A new patent filing from Yahoo raises the question, “How much has social media influenced the expectations of searchers, and forced search engines to change?”
Before I can begin to even think about that, I have to ask if looking at Yahoo patents even a good idea after their 2009 deal with Microsoft to have Bing power their search results.
The Yahoo patent application was filed after the agreement between Yahoo and Microsoft, and was published last week. Are Yahoo patents are still worth spending time with? After reading through the Yahoo patent application about how the search engine might use information from social media platforms to discover recently hot topics and webpages that are relevant to those topics, I would say that they are. The terms of the agreement between Yahoo and Bing includes a 10 year exclusive right for Microsoft to use search technologies developed by Yahoo, and doesn’t stop Yahoo from applying those technologies itself.
The patent filing explores “recency-sensitive” queries, where searchers are looking for resources that are both topically relevant as well as fresh, such as novel information about an earthquake. If you’ve been watching twitter streams, Facebook updates, and other social media, you’ve seen that sometimes these sources are the best and fastest places on the Web to find that kind of information.
It’s possible that a search engine that ignores sources like those isn’t going to be able to return any relevant results for those types of queries – what the patent’s inventors call a “zero recall” problem.
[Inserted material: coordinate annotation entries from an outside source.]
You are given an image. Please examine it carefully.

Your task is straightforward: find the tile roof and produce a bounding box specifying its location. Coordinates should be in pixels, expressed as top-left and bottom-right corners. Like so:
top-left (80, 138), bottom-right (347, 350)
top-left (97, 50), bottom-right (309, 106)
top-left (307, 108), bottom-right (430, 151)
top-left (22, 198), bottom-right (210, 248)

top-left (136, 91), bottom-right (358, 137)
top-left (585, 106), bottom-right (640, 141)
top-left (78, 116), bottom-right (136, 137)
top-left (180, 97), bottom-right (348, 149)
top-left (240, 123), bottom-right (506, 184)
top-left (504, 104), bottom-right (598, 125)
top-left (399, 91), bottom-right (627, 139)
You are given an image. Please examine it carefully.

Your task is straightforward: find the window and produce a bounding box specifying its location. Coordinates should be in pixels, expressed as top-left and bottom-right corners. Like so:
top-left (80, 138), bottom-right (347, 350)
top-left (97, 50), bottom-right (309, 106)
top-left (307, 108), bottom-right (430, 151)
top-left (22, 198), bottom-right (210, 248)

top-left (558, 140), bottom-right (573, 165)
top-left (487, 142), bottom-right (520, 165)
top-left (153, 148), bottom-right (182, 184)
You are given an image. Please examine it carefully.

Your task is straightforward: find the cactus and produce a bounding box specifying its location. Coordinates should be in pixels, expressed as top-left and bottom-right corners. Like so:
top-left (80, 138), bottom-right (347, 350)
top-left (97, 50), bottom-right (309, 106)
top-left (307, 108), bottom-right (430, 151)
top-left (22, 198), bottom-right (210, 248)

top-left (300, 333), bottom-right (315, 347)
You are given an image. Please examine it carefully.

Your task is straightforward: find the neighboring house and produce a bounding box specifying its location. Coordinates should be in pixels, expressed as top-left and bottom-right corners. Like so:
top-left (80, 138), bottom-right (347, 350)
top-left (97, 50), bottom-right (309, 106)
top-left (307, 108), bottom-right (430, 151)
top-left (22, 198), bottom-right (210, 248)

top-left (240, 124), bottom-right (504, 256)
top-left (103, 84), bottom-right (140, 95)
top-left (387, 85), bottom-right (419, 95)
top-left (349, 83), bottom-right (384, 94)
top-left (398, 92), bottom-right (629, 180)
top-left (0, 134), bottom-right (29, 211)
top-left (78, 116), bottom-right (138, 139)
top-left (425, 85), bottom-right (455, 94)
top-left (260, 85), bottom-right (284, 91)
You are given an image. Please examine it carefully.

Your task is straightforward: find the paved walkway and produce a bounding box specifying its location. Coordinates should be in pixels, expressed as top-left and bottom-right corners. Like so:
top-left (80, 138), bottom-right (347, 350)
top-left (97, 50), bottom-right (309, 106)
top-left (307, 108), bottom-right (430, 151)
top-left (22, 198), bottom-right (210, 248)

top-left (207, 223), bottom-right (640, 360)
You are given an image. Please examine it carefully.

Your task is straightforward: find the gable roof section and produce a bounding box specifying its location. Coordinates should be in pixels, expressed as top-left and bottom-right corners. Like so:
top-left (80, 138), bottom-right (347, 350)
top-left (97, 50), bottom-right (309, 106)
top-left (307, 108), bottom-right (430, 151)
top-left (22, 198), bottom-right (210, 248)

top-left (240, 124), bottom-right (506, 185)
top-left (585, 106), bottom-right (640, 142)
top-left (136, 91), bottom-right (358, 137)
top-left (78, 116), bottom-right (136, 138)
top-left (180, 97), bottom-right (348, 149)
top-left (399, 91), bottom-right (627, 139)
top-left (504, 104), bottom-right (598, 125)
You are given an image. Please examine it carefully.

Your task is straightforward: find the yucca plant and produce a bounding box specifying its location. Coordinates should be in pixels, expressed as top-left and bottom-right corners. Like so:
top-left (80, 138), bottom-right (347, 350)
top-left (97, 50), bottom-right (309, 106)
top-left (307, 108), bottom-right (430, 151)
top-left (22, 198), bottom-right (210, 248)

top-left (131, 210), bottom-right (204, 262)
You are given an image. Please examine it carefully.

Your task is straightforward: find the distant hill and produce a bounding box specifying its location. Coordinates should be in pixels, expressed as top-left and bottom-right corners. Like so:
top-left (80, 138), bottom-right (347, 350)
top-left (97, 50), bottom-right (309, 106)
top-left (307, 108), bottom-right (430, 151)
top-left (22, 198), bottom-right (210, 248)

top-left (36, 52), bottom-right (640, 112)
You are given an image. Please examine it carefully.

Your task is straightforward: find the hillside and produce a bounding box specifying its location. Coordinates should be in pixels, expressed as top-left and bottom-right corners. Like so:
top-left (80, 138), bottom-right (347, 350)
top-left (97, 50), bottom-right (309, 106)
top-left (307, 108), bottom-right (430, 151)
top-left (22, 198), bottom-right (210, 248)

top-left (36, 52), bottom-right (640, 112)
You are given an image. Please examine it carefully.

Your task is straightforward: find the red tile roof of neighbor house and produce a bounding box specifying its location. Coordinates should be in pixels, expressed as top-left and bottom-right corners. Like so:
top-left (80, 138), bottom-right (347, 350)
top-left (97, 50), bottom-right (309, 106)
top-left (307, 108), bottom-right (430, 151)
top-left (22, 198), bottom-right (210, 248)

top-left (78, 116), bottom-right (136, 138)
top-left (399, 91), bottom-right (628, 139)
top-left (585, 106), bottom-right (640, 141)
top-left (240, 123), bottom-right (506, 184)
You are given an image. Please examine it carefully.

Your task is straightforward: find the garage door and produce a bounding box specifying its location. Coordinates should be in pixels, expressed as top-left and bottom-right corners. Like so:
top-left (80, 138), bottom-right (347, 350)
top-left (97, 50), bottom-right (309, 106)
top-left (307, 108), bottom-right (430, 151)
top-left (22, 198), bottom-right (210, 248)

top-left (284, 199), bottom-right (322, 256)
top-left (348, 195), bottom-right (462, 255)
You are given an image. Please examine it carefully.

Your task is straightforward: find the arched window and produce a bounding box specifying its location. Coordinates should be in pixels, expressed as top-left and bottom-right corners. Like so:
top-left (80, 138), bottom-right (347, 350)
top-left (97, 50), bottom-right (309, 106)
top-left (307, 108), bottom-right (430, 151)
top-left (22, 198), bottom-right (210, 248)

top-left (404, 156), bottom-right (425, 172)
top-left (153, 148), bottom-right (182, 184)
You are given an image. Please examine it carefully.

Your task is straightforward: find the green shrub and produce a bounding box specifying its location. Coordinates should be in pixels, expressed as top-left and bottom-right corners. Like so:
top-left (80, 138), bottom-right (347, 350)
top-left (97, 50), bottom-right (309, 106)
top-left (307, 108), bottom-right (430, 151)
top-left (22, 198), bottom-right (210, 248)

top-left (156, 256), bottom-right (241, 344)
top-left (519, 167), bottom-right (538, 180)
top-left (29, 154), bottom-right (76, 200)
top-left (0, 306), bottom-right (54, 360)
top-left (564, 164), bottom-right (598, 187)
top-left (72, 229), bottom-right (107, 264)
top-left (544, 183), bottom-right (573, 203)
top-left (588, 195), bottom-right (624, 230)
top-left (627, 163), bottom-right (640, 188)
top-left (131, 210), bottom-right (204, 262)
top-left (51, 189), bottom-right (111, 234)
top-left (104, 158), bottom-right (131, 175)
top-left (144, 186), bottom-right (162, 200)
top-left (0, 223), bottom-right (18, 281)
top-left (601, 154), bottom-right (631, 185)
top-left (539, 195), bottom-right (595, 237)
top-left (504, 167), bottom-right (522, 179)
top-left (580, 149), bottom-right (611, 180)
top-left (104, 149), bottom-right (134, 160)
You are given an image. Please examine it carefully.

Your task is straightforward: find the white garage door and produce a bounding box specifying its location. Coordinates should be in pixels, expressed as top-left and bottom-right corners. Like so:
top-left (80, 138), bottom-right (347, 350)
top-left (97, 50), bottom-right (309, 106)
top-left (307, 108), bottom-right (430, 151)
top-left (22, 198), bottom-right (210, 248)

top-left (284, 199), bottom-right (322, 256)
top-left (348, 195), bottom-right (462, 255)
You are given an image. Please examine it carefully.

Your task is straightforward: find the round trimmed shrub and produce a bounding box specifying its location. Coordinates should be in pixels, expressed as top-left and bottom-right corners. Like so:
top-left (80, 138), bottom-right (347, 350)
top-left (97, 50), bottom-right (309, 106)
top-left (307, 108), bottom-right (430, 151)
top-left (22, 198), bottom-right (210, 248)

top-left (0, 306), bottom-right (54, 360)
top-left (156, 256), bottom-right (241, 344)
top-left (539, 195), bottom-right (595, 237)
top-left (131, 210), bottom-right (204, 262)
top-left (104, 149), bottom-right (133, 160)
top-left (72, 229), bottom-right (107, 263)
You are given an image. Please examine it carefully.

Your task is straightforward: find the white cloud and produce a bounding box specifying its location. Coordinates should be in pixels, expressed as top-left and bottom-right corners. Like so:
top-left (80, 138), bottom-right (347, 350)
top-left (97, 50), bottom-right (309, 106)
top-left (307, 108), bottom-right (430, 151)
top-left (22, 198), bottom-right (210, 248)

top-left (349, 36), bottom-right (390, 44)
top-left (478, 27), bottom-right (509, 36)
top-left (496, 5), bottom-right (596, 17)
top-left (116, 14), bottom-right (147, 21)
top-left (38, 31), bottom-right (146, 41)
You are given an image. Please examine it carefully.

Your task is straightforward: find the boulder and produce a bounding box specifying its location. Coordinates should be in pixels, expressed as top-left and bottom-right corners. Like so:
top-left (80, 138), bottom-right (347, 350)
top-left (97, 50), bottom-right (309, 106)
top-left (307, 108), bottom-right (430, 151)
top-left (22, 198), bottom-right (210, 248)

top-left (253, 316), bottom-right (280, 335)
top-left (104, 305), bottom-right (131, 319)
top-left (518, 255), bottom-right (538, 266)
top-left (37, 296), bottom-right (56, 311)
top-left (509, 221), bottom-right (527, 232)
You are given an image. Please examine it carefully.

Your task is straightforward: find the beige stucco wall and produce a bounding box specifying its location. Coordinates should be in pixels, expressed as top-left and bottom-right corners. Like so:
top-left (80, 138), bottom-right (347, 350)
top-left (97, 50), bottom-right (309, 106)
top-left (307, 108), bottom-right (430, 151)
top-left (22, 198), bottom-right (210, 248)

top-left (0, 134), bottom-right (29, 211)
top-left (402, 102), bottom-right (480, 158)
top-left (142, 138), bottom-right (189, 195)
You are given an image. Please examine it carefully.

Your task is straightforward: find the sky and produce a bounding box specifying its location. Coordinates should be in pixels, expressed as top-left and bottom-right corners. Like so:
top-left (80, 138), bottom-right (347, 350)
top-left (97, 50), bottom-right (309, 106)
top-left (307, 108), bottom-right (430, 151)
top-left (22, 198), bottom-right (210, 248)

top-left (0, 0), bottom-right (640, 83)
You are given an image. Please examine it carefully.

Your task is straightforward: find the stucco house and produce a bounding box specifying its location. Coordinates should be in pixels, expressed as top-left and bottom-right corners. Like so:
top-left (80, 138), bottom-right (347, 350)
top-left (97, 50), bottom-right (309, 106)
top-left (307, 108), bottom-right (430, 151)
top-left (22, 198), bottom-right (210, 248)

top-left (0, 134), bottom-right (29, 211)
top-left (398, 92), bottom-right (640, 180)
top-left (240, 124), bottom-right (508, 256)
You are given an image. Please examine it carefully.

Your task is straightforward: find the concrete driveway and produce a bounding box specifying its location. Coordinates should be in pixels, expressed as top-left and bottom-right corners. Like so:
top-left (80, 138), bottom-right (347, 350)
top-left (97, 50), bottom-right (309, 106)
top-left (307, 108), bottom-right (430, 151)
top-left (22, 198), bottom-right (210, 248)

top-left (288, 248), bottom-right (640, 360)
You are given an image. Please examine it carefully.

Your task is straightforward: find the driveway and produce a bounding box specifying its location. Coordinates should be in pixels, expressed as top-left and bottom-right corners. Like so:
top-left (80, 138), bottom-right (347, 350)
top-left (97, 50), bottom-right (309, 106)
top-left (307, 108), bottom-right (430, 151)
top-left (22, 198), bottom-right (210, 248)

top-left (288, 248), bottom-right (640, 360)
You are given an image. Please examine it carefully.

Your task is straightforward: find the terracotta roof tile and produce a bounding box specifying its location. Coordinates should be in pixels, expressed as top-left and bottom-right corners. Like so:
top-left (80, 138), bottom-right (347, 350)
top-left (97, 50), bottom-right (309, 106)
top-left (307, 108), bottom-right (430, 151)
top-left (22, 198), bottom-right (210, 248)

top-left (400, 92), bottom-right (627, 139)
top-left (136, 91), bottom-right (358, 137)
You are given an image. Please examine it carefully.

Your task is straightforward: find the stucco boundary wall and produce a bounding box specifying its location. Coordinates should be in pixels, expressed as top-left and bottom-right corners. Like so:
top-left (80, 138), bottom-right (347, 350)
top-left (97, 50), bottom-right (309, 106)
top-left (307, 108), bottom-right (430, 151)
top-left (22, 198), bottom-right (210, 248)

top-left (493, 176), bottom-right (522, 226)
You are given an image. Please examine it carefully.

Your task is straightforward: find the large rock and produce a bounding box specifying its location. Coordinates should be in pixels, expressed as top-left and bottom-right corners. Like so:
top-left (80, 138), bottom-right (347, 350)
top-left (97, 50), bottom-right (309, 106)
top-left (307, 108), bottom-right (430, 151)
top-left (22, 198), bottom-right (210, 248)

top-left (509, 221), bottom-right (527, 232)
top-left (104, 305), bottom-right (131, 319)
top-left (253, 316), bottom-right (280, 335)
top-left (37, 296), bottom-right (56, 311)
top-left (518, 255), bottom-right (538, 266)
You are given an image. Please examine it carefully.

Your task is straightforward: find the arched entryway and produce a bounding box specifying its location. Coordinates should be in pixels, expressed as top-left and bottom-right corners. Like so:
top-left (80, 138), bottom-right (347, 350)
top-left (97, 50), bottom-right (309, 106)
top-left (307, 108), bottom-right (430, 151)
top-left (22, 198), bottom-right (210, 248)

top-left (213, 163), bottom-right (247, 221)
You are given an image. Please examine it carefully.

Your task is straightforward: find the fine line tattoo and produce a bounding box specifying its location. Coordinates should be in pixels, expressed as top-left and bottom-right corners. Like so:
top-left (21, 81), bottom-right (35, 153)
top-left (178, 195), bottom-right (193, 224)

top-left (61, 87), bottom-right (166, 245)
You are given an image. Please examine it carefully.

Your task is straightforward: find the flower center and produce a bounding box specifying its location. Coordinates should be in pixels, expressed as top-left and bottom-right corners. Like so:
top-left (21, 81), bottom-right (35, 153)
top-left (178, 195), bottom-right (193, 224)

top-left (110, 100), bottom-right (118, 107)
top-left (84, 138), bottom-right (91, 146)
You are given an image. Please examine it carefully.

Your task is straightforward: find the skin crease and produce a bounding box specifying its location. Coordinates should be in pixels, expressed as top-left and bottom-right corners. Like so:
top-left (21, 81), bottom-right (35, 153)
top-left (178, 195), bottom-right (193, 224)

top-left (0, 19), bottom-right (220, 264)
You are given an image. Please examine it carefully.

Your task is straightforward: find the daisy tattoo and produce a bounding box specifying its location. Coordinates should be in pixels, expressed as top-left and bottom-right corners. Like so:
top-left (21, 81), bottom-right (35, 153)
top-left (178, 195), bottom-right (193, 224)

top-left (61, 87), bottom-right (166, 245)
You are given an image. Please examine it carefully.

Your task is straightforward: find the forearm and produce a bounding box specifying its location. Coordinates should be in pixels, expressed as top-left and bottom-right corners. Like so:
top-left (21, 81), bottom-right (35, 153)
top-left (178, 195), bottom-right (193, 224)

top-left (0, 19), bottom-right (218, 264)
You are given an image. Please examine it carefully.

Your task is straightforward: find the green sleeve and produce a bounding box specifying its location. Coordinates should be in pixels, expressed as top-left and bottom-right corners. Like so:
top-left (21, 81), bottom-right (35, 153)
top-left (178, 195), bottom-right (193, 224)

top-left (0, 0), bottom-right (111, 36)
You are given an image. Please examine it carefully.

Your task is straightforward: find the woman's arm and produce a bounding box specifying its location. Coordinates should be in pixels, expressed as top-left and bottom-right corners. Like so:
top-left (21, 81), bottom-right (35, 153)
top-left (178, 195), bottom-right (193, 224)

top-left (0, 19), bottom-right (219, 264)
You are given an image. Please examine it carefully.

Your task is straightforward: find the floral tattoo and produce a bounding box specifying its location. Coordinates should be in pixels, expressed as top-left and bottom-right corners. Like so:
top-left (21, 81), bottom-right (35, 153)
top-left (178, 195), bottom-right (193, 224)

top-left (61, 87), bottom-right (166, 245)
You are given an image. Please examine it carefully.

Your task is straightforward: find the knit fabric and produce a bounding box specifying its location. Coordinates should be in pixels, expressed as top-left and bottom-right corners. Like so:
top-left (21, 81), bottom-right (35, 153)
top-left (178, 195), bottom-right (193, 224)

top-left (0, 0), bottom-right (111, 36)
Whether it’s Charles Barkley first announcing his retirement on Twitter, or news of an earthquake traveling across the social network faster than its shockwaves might spread across the firmament, or another event that someone eyewitnessed and reported upon before the media had time to file a story to be edited and published, social media has increased the speed with with news travels across the globe. These time sensitive stories are forcing the search engines to look to social media to find information that people are interested in hearing about, as close to the time they happen as possible.
The freshness of content found on the Web is going to be influenced by crawl policies imposed upon a web crawler, so Googlebot or Yahoo’s slurp or bingbot may visit a particular page and then not return for a while, based upon their specific schedules for crawling a site. That means that sometimes breaking news from a resource that might report on it isn’t always going to make it to a search engine that relies upon crawling as quickly as stories might be reported upon by sites that might write about them.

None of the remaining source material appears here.